Details of police data requests obtained under the Freedom of Information Act.
British police made one request every two minutes over a period of three-year to access private communications data.
The agency made a total of 733,237 requests between 2012 and 2014.
The facts were released in a report by privacy campaigning group, Big Brother Watch, which said that the intrusive nature of Communications Data is now a highly contentious political, legal and policing issue in the UK and around the world.
According to the report, the data include "who, where and when" of any text, email, phone call or web search but did not include the actual content of the communications.

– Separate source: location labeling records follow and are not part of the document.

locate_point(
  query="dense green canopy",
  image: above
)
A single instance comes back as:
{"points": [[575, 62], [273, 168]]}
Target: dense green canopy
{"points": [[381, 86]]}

The Metropolitan Police stood on top of the search request list between January 2012 and January 2015 which made 177,287 requests while the Thames Valley Police made the only 17,562 requests.
Presently, the UK police have to request within their own force prior to contacting the holder of the data like internet service provider or mobile phone company.
However, according to the report 96% of the requests were approved.
Home Office spokesperson said: "It is absolutely vital that our police and security services are able to obtain communications data in certain, limited circumstances, to protect the public and ensure national security.
"This information helps to disrupt terrorist plots, smash criminal networks and keep us safe and it is a government priority to ensure our legislation is updated to deal with changing threats and evolving technologies."
Mass surveillance has become a major issue in the UK especially after the announcement made during the Queen’s Speech about the introduction of the Investigatory Powers Bill, which will grant more power to agencies to keep track of user communication.